Available from La Maison du Chocolat, £6.20
That fresh, leguminous taste is present in this clinging bar, together with a fleeting and pleasant purple fruit acidity that rounds out to leave a rich cocoa impression without puckering your mouth.
Available from Rococo, £5.50
An incredible melt on this pure cocoa bar shows the talent of the chocolatier. Flavours rush in hard and fast and don’t die down for a long time – tons of bright fruit, a few tannins and very little acidity.
Available from Menakao, €4
Now We’re Cookin’
Willie’s Harcourt-Cooze cacao cylinders come with a caveat – the chocolatier advises you shear off shavings into your cooking rather than try and get your gob round their substantial girth. To suit their culinary purpose, this pure cacao retains more acidity than their eating counterparts, much like choosing fruit varieties – now, how’d you like them apples?!
Intensely, intensely chocolate-y, the hit you’d imagine getting snorting ruddy red cocoa powder. This is a ruddy lovely specimen, with acidity sneaking up after the roasted nut and espresso flavours.
Available from Willie’s Chocolate Shop, £5.99
Exceedingly aromatic, as Mr Kipling might put it. And he might like to steal a bit of that intense summer-fruitiness for some of his baked goods. Packed full of juicy, ripe, bright acidity.
Available from Willie’s Chocolate Shop, £5.99
Peruvian beans yield clean clear chocolate flavour. The astringency in this purple-fruited cacao errs on the’earthy’ side – like acid rain and hyper-ripe plums splattering all over hot sun-baked soil.
Available from Willie’s Chocolate Shop, £5.99
The warm leathery, tobacco-y, toffee-d notes of this slightly paler-shade-of-black-cacao cut the acid and astringency somewhat. This smouldering specimen would be a wonder in a casserole that could benefit from an earthy, smoky underpinning.

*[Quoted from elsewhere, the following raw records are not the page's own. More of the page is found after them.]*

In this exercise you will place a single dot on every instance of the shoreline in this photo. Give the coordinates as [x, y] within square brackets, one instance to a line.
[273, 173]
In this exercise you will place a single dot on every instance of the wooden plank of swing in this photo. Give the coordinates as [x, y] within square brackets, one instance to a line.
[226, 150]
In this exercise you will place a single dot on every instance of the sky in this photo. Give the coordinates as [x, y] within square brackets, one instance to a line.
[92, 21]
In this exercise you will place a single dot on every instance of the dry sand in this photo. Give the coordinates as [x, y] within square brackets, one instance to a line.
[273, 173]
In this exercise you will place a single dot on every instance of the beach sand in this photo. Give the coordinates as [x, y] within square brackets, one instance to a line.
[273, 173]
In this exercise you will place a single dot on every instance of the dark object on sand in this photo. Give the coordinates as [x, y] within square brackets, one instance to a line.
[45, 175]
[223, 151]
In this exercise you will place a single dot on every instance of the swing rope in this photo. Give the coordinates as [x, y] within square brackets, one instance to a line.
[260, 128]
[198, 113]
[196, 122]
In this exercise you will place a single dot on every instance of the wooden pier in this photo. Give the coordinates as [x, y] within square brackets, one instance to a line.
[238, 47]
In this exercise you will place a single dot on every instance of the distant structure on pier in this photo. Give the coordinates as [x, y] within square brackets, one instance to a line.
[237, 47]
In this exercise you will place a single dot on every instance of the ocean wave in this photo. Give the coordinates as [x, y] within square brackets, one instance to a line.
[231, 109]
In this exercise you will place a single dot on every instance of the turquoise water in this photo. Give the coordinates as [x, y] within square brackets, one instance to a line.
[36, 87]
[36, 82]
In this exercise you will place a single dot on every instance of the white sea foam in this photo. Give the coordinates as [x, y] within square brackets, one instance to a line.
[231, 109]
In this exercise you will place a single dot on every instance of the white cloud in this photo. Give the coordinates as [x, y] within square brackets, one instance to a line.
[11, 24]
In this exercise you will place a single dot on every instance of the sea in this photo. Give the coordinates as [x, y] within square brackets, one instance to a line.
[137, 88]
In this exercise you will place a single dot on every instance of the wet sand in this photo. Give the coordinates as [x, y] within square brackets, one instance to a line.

Available from Willie’s Chocolate Shop, £5.99
…And now for something completely different
Bored of the black stuff and wishing for something wacky? Try this for size;
Created as a tasty, caffeinated pick-me-up for Scottish music festival Knockengorroch, this very rich bar coats the palate with plenty of deep cocoa and just enough sweetness. It’s spiked with rainforest stimulants which add subtle herb notes, a little dryness and a slightly granular mouthfeel. A strange and utterly delicious energy boost.